Pour Abdoulaye Mbaye, expert et directeur des opérations aériennes – Derichebourg Aeronautics Services, l’orientation de l’État du Sénégal est non seulement pertinente, mais profondément stratégique. À l’en croire, il est intéressant d’avoir cette approche globale, qui consiste à ne pas former uniquement des pilotes ou des techniciens, mais l’ensemble de la chaîne opérationnelle du transport aérien.
À travers l’Aimac, le Sénégal s’est engagé dans la formation de plusieurs métiers de l’aéronautique. Comment analysez-vous cette orientation ?
Cette orientation est non seulement pertinente, mais profondément stratégique. L’aéronautique est un secteur où la compétence technique est centrale, avec des exigences de sécurité extrêmement élevées. Ce qui est particulièrement intéressant avec l’Aimac, c’est cette approche globale : on ne forme pas uniquement des pilotes ou des techniciens, mais l’ensemble de la chaîne opérationnelle du transport aérien.
Cette dynamique gagnera à être renforcée par le développement de compétences liées au pilotage des opérations, notamment en matière de flight dispatch et de gestion des opérations en temps réel, qui constituent aujourd’hui un maillon essentiel des compagnies aériennes modernes.
Cette vision est essentielle, car une aviation performante repose sur la cohérence de tous ses maillons, et non sur une seule expertise. C’est un levier fondamental de souveraineté opérationnelle. À terme, cela permettra de réduire la dépendance aux expertises extérieures et de bâtir un écosystème aéronautique plus solide et durable.
Une aviation forte ne s’achète pas, elle se construit par la compétence.
Toutefois, la formation seule ne suffit pas. Elle doit s’accompagner de structures opérationnelles capables de transformer ces compétences en performance réelle, notamment à travers le pilotage des opérations en temps réel. C’est dans cet équilibre entre formation et structuration que se joue le véritable développement du secteur.
Comment ce capital humain bien formé peut-il contribuer au développement de l’aéronautique et de l’aviation ?
Un capital humain bien formé est la pierre angulaire de toute aviation performante. Dans ce secteur, ce sont les compétences qui structurent les opérations : planification des vols, gestion en temps réel, maintenance, conformité réglementaire. Des professionnels bien formés permettent d’améliorer la sécurité, la ponctualité, l’efficacité opérationnelle et, in fine, la rentabilité des compagnies.
Mais au-delà de la performance immédiate, ce capital humain joue un rôle clé dans la transmission des savoirs et la structuration des organisations. Former des profils sur l’ensemble de la chaîne, du cockpit jusqu’à l’escale, permet de créer une cohérence opérationnelle, essentielle pour la sécurité et la performance globale.
Dans l’aérien, la performance d’une compagnie ne dépend pas d’abord de ses avions, mais de ses compétences.
Aujourd’hui, quelles sont les autres politiques qui s’imposent pour développer davantage ce secteur ?

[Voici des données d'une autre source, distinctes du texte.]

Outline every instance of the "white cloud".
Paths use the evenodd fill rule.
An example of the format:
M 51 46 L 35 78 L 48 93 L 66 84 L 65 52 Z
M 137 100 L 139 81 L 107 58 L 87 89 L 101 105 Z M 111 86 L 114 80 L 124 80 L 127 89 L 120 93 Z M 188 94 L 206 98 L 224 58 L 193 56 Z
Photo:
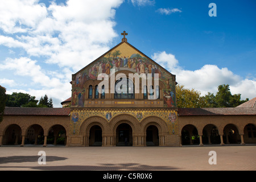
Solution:
M 155 0 L 131 0 L 134 6 L 143 6 L 147 5 L 154 5 Z
M 177 68 L 179 61 L 175 56 L 166 53 L 166 51 L 154 53 L 152 59 L 164 68 L 168 68 L 170 71 Z
M 0 79 L 0 85 L 8 85 L 9 86 L 15 86 L 16 84 L 13 80 L 2 78 Z
M 176 75 L 176 81 L 180 85 L 200 91 L 202 96 L 208 92 L 216 94 L 218 85 L 229 84 L 232 93 L 241 93 L 242 100 L 256 97 L 256 79 L 243 79 L 227 68 L 219 68 L 217 65 L 207 64 L 195 71 L 185 70 L 179 65 L 174 55 L 165 51 L 155 53 L 151 57 Z
M 48 7 L 38 2 L 3 2 L 0 28 L 7 35 L 0 35 L 0 44 L 22 48 L 28 56 L 46 56 L 47 63 L 76 71 L 109 49 L 117 36 L 114 8 L 122 0 L 69 0 Z
M 27 57 L 21 57 L 14 59 L 9 58 L 6 59 L 3 64 L 0 64 L 0 70 L 13 71 L 16 76 L 26 77 L 28 78 L 28 80 L 32 81 L 32 84 L 40 85 L 40 89 L 36 90 L 28 88 L 27 90 L 24 91 L 22 89 L 12 89 L 8 91 L 29 93 L 31 96 L 36 96 L 38 100 L 46 94 L 49 98 L 52 97 L 53 100 L 55 101 L 56 102 L 53 102 L 55 106 L 60 106 L 60 102 L 69 97 L 71 94 L 70 80 L 65 76 L 57 76 L 63 75 L 63 73 L 58 73 L 54 72 L 48 73 L 47 75 L 41 67 L 36 63 L 36 61 Z M 64 73 L 66 73 L 71 74 L 69 71 L 65 69 Z M 48 75 L 55 76 L 50 77 Z M 64 74 L 64 75 L 67 75 Z M 12 80 L 3 78 L 0 79 L 0 83 L 10 85 L 12 84 L 15 84 L 15 81 Z
M 1 2 L 0 45 L 23 53 L 1 60 L 0 70 L 31 82 L 26 88 L 19 88 L 19 83 L 15 88 L 15 79 L 5 75 L 1 76 L 0 82 L 9 92 L 20 90 L 38 99 L 47 94 L 59 106 L 71 96 L 71 75 L 110 49 L 109 44 L 117 36 L 115 9 L 123 1 L 68 0 L 64 4 L 52 1 L 48 7 L 39 2 Z M 47 71 L 42 64 L 57 69 Z
M 166 15 L 170 15 L 174 13 L 181 13 L 181 10 L 177 9 L 174 8 L 170 9 L 170 8 L 159 8 L 156 10 L 157 12 L 160 13 L 162 14 L 165 14 Z

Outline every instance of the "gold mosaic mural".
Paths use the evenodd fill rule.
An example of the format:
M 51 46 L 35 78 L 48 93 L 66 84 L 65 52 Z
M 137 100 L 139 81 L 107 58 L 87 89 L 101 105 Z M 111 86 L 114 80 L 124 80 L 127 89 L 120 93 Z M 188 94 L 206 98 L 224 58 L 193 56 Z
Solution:
M 93 116 L 99 116 L 106 119 L 109 122 L 118 115 L 127 114 L 134 117 L 138 122 L 148 117 L 158 117 L 162 118 L 168 126 L 170 134 L 177 134 L 177 113 L 175 110 L 165 109 L 88 109 L 73 110 L 71 113 L 71 130 L 69 133 L 79 135 L 79 130 L 82 123 L 86 119 Z

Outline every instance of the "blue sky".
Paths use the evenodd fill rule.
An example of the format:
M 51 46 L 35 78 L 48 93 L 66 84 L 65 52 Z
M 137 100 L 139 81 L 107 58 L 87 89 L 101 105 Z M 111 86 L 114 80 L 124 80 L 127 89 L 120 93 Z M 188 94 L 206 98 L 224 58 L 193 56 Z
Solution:
M 209 16 L 213 2 L 217 16 Z M 256 1 L 10 0 L 0 6 L 0 85 L 55 107 L 71 75 L 121 42 L 163 65 L 185 87 L 229 84 L 256 97 Z

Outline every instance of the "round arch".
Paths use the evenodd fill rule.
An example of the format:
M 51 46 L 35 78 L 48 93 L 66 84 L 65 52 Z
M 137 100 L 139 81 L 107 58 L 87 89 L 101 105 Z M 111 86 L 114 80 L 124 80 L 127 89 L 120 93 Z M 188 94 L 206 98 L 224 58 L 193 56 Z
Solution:
M 102 145 L 102 126 L 96 122 L 92 123 L 88 127 L 89 146 L 101 146 Z
M 92 116 L 85 119 L 79 128 L 79 134 L 83 136 L 83 146 L 88 147 L 90 145 L 90 130 L 94 126 L 98 126 L 101 129 L 102 146 L 106 144 L 105 136 L 110 129 L 108 121 L 100 116 Z
M 133 133 L 136 133 L 140 130 L 139 123 L 135 117 L 127 114 L 118 114 L 111 119 L 109 122 L 110 132 L 113 135 L 115 135 L 118 125 L 122 123 L 129 125 L 131 127 Z
M 24 144 L 44 143 L 44 129 L 39 124 L 32 124 L 29 126 L 26 130 L 26 138 Z
M 227 124 L 223 129 L 223 142 L 225 144 L 241 142 L 238 127 L 233 123 Z
M 256 125 L 248 123 L 243 127 L 245 143 L 256 143 Z
M 162 119 L 156 116 L 147 117 L 143 119 L 140 124 L 143 133 L 146 133 L 147 127 L 150 125 L 155 126 L 158 129 L 159 135 L 164 135 L 168 133 L 167 124 Z
M 200 143 L 198 130 L 195 126 L 191 124 L 186 125 L 183 127 L 181 133 L 182 145 Z
M 101 127 L 102 134 L 108 130 L 108 121 L 100 116 L 92 116 L 86 118 L 81 124 L 79 128 L 79 134 L 81 135 L 88 135 L 90 128 L 94 125 L 98 125 Z
M 22 130 L 18 125 L 15 123 L 9 125 L 5 128 L 3 133 L 3 144 L 21 144 Z
M 123 129 L 123 129 L 118 127 L 122 124 L 123 124 L 122 126 L 125 127 L 125 129 Z M 119 133 L 119 132 L 126 133 L 125 135 L 127 135 L 126 138 L 129 138 L 129 144 L 133 146 L 134 144 L 134 137 L 139 131 L 141 131 L 139 123 L 135 117 L 127 114 L 119 114 L 111 119 L 109 122 L 109 125 L 110 133 L 113 136 L 113 146 L 116 146 L 117 144 L 118 144 L 119 139 L 122 140 L 122 139 L 121 139 L 119 138 L 119 136 L 117 137 L 117 136 L 119 136 L 119 135 L 122 135 L 122 134 Z M 126 127 L 125 125 L 126 125 Z M 129 134 L 127 132 L 129 132 Z M 124 136 L 123 140 L 125 140 L 125 138 L 126 137 Z M 127 139 L 127 140 L 128 140 L 128 139 Z M 125 140 L 121 142 L 123 142 L 125 144 Z M 121 144 L 122 144 L 122 143 Z
M 67 144 L 67 130 L 60 124 L 52 125 L 47 133 L 47 144 L 65 145 Z
M 204 144 L 220 144 L 221 139 L 218 127 L 213 124 L 208 124 L 203 129 L 203 143 Z

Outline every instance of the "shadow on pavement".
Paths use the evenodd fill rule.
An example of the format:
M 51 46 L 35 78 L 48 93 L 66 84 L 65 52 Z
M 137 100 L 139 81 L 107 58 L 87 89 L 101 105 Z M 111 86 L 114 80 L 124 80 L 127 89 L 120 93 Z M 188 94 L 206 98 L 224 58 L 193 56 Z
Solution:
M 51 166 L 41 165 L 38 166 L 0 166 L 0 168 L 26 168 L 34 170 L 46 171 L 164 171 L 179 169 L 177 168 L 168 166 L 152 166 L 137 163 L 127 164 L 99 164 L 98 166 Z
M 24 163 L 24 162 L 36 162 L 38 163 L 40 155 L 36 156 L 11 156 L 7 157 L 0 158 L 0 164 L 6 164 L 10 163 Z M 57 160 L 66 160 L 68 158 L 58 157 L 56 156 L 47 156 L 47 162 L 53 162 Z

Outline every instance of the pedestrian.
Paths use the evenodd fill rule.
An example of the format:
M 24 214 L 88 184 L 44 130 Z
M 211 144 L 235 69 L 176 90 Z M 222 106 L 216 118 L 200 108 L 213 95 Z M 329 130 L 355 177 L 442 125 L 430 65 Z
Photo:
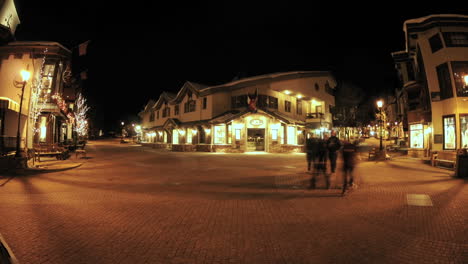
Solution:
M 307 158 L 307 171 L 314 168 L 315 162 L 317 159 L 317 151 L 319 147 L 318 138 L 315 136 L 314 133 L 308 134 L 306 140 L 306 158 Z M 312 166 L 311 166 L 312 165 Z
M 344 195 L 349 187 L 354 187 L 353 170 L 356 165 L 357 142 L 345 141 L 343 144 L 343 191 Z
M 338 150 L 341 148 L 341 142 L 336 137 L 336 131 L 332 130 L 331 136 L 327 139 L 328 158 L 330 159 L 331 172 L 335 173 L 336 158 L 338 157 Z
M 323 174 L 327 189 L 330 189 L 330 175 L 327 174 L 327 146 L 326 141 L 323 139 L 317 139 L 317 155 L 315 156 L 314 171 L 310 178 L 309 189 L 315 189 L 316 178 L 318 175 Z

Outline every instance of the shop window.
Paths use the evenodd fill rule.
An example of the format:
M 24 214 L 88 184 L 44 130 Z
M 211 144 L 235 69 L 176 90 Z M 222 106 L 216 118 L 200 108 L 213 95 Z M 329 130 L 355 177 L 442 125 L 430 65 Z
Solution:
M 439 79 L 440 99 L 452 98 L 452 81 L 450 80 L 450 72 L 447 63 L 437 66 L 436 70 Z
M 296 128 L 288 126 L 288 145 L 296 144 Z
M 192 144 L 192 129 L 187 129 L 187 144 Z
M 468 96 L 468 61 L 452 62 L 457 96 Z
M 236 137 L 236 140 L 240 140 L 240 135 L 241 135 L 240 129 L 236 129 L 236 130 L 235 130 L 235 137 Z
M 284 101 L 284 111 L 285 112 L 291 112 L 291 102 Z
M 461 147 L 468 148 L 468 114 L 460 115 Z
M 172 144 L 179 144 L 179 131 L 177 129 L 172 130 Z
M 455 149 L 457 135 L 455 134 L 455 116 L 444 116 L 444 149 Z
M 410 125 L 410 147 L 424 148 L 424 130 L 422 124 Z
M 278 129 L 271 130 L 271 140 L 277 141 L 278 140 Z
M 214 143 L 215 144 L 226 144 L 226 126 L 219 125 L 215 126 Z
M 278 109 L 278 98 L 268 96 L 268 107 L 272 109 Z

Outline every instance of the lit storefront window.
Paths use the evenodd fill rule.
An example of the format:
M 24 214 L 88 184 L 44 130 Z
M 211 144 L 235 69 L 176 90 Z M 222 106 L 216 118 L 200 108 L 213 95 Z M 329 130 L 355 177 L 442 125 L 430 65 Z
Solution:
M 215 134 L 214 134 L 214 143 L 215 144 L 226 144 L 226 126 L 219 125 L 215 126 Z
M 424 148 L 424 131 L 422 124 L 410 125 L 411 148 Z
M 39 141 L 45 142 L 46 136 L 47 136 L 47 117 L 41 116 Z
M 179 130 L 172 130 L 172 144 L 179 144 Z
M 228 144 L 232 143 L 232 126 L 228 125 Z
M 240 129 L 235 130 L 236 140 L 240 140 Z
M 455 149 L 456 142 L 455 116 L 444 117 L 444 149 Z
M 288 145 L 296 144 L 296 128 L 288 126 Z
M 468 115 L 460 116 L 461 146 L 468 148 Z
M 192 144 L 192 129 L 187 129 L 187 144 Z
M 278 129 L 271 130 L 271 140 L 278 140 Z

La formation est une première étape essentielle, mais elle doit s’inscrire dans une approche globale et structurée.
Trois axes sont prioritaires : la structuration des opérations, notamment à travers la mise en place d’Operations Control Centers (Occ) performants, capables de piloter les vols en temps réel selon les standards internationaux.
Ensuite, il y a le renforcement du cadre réglementaire et de la supervision, en s’alignant sur les meilleures pratiques internationales afin de garantir un haut niveau de sécurité et de crédibilité.

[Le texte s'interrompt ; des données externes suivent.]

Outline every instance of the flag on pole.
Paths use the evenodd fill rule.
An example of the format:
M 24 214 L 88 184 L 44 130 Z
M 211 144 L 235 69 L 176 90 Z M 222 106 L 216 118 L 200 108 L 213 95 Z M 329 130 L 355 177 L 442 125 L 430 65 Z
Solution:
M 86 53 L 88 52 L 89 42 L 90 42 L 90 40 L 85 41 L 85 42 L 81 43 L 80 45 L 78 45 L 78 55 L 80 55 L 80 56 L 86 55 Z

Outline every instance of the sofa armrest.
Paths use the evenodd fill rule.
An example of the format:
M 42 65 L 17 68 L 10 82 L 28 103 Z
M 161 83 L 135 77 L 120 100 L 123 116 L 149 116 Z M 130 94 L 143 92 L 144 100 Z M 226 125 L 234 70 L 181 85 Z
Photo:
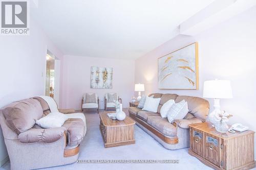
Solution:
M 52 143 L 59 140 L 65 134 L 64 127 L 50 129 L 35 129 L 20 133 L 18 136 L 19 141 L 24 143 L 34 142 Z
M 64 114 L 75 113 L 75 109 L 58 109 L 58 110 L 59 112 Z
M 188 125 L 202 123 L 202 120 L 197 117 L 193 117 L 188 119 L 176 119 L 173 123 L 182 129 L 189 129 Z

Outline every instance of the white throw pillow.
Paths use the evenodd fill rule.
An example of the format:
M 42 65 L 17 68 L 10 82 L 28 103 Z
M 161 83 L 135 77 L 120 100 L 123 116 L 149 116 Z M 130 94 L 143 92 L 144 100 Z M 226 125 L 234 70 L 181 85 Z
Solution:
M 57 112 L 51 112 L 36 120 L 36 123 L 45 129 L 57 128 L 61 127 L 68 118 L 68 116 L 65 114 Z
M 146 101 L 146 96 L 143 95 L 141 98 L 141 99 L 140 101 L 140 102 L 139 103 L 139 105 L 138 105 L 138 106 L 137 107 L 138 108 L 142 109 L 143 108 L 144 104 L 145 104 L 145 101 Z M 154 95 L 152 95 L 150 96 L 150 98 L 154 98 Z
M 157 108 L 159 105 L 160 100 L 161 98 L 152 98 L 146 96 L 142 110 L 154 112 L 157 112 Z
M 181 102 L 175 103 L 172 106 L 167 115 L 168 121 L 172 123 L 175 119 L 182 119 L 188 112 L 187 102 L 184 100 Z
M 168 114 L 169 110 L 170 110 L 172 106 L 173 106 L 173 105 L 175 103 L 175 102 L 174 101 L 174 100 L 170 99 L 165 102 L 163 106 L 162 106 L 160 110 L 160 114 L 162 117 L 167 117 L 167 115 Z

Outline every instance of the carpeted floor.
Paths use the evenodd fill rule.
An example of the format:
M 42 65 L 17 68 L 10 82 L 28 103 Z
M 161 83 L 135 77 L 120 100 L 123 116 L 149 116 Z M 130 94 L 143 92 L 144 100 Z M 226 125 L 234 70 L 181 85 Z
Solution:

Mais également le développement d’un écosystème local, incluant la maintenance, les services opérationnels et les prestataires techniques, pour limiter la dépendance extérieure et créer de la valeur localement.

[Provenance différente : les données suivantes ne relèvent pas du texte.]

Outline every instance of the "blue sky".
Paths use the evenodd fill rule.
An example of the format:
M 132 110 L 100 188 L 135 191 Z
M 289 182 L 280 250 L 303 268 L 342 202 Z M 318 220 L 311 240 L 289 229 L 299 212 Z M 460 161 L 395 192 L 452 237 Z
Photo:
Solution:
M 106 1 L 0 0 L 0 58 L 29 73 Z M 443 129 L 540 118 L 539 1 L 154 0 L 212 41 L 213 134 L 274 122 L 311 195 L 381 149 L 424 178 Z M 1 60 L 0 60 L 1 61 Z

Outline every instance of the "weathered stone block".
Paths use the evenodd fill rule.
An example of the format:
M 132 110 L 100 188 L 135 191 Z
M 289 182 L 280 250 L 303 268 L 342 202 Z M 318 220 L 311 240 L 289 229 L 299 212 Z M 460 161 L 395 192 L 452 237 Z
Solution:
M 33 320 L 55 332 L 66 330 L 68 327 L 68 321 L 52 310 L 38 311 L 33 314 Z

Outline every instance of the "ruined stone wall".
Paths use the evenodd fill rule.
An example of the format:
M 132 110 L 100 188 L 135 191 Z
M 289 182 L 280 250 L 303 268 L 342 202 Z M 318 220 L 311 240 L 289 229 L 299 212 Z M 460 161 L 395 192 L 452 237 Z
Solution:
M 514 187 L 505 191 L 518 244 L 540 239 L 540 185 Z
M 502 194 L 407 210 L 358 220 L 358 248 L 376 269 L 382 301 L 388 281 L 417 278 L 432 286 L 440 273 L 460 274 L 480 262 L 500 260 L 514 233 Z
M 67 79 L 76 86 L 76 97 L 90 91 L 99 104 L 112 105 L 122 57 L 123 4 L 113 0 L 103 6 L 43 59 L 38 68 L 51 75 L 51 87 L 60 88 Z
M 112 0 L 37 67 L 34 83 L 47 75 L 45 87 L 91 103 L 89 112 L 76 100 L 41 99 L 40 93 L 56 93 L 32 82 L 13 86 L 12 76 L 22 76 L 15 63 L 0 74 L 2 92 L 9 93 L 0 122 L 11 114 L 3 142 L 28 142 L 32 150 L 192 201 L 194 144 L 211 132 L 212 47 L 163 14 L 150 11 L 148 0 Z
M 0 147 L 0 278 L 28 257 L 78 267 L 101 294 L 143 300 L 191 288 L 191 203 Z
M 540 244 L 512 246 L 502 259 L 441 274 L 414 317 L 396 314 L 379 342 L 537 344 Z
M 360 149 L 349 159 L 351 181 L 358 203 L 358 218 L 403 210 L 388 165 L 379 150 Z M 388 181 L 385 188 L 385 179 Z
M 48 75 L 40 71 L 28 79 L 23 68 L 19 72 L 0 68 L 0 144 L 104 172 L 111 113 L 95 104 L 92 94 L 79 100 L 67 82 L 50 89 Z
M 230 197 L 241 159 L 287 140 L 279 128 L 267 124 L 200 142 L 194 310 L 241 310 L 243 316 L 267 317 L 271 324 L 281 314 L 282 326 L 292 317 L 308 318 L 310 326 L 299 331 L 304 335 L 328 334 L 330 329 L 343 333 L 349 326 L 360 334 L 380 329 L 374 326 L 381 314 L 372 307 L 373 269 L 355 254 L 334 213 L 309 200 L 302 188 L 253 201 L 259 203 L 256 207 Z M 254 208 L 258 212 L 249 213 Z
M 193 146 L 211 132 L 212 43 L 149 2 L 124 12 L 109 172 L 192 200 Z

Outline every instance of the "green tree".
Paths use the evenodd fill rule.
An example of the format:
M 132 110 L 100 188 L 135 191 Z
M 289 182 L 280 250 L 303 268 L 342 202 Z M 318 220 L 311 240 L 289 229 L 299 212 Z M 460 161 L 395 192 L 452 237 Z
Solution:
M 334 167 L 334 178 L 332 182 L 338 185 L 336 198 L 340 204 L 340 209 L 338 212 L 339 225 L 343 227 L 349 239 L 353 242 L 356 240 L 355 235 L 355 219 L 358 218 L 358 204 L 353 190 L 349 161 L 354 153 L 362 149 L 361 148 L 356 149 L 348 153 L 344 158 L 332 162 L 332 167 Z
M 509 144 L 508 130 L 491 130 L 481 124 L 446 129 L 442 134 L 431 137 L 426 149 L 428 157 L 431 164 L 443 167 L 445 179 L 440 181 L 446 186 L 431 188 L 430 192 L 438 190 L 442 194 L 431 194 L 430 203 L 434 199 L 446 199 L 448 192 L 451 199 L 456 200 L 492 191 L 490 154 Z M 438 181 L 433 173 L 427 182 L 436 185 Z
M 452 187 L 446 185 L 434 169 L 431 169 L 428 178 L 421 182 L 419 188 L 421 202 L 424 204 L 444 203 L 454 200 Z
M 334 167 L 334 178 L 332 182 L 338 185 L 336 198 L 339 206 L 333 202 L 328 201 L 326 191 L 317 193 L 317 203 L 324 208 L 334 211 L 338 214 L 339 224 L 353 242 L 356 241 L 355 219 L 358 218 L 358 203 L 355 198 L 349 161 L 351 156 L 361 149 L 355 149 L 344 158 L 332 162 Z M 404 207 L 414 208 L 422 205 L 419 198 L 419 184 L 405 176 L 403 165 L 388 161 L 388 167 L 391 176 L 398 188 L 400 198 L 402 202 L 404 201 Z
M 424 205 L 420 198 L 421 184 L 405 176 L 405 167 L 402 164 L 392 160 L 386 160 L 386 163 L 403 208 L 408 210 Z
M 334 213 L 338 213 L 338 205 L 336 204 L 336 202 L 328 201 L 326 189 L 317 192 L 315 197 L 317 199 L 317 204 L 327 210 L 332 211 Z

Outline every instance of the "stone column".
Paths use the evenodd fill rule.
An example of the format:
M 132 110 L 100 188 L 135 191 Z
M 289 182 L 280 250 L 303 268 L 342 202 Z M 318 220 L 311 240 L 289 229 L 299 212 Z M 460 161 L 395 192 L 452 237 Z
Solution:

Sans ces fondations, la croissance reste fragile. Sans structuration opérationnelle, la croissance devient un risque au lieu d’une opportunité.
Comment appréhendez-vous les perspectives du transport aérien au Sénégal ?
Les perspectives sont très positives. Le Sénégal bénéficie d’une position géographique stratégique en Afrique de l’Ouest, avec un réel potentiel de hub régional. La croissance du trafic aérien sur le continent, combinée à la montée en compétence des acteurs locaux, constitue une opportunité majeure.
Cependant, cette croissance devra être maîtrisée. Le véritable enjeu n’est pas seulement d’augmenter le nombre de vols, mais de construire un système opérationnel fiable, durable et conforme aux standards internationaux.
Si cet équilibre est trouvé, le Sénégal a le potentiel pour devenir un acteur de référence dans le transport aérien en Afrique de l’Ouest.
Dans l’aérien, l’enjeu n’est pas de croître vite, mais de croître de manière solide.